First, take an arbitrary element $x \in (A \cup B) \cap C.$ This is the same as saying that $x \in A \cup B$ and $x \in C.$ Using the definition of union of sets, we have that either $x \in A$ or $x \in B.$ In the first case, we have that $x \in A$ and $x \in C,$ i.e., $x \in A \cap C.$ In the latter, we have that $x \in B$ and $x \in C$, i.e., $x \in B \cap C.$ In both of these cases we reach the conclusion that $x \in (A \cap C) \cup (B \cap C),$ just by definition of union of sets.
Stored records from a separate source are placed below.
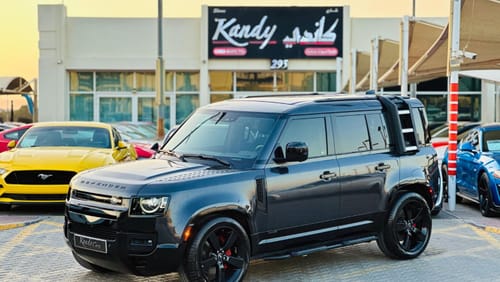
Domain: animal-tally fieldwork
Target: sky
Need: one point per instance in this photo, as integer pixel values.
(19, 30)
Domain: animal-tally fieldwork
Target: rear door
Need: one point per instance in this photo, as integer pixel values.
(366, 164)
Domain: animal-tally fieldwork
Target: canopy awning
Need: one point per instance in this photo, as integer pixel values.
(479, 33)
(14, 85)
(388, 54)
(421, 36)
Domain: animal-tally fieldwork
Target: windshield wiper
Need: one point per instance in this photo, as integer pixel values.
(206, 157)
(173, 153)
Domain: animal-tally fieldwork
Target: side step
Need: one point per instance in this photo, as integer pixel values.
(308, 251)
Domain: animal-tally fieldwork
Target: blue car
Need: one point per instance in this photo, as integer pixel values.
(478, 168)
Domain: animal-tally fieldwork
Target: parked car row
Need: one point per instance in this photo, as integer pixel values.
(39, 159)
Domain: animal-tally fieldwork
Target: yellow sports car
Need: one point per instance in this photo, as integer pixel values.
(38, 169)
This is enough to show that $$(A \cup B) \cap C \subseteq (A \cap C) \cup (B \cap C).$$

On the other hand, consider an arbitrary element $x \in (A \cap C) \cup (B \cap C).$ Then, we have that either $x \in A \cap C$ or $x \in B \cap C.$ In the first case, we have $x \in C$ and $x \in A$. Note that since $x \in A$ then it follows that $x \in A \cup B.$ Therefore, it follows that $x \in (A \cup B) \cap C.$ In the latter, we have $x \in C$ and $x \in B.$ Again, note that $x \in B$ implies that $x \in A \cup B$ and therefore we have that $x \in (A \cup B) \cap C.$ With both cases in mind, we've just proved that

$$ (A \cap C) \cup (B \cap C) \subseteq (A \cup B) \cap C, $$

proving the equality of sets you're looking for.

Answer 2

The first inclusion can be shown as follows:

\begin{align} x \in (A \cup B) \cap C &\rightarrow x \in A \cup B \wedge x \in C\\ &\rightarrow (x \in A \lor x \in B) \wedge x \in C\\ &\rightarrow (x \in A \wedge x \in C) \lor (x \in B \wedge x \in C)\\ &\rightarrow (x \in A \cap C) \lor (x \in B \cap C)\\ &\rightarrow x \in (A \cap C) \cup (B \cap C). \end{align} Therefore, $(A \cup B) \cap C \subseteq (A \cap C) \cup (B \cap C)$. The other inclusion is proved similarly.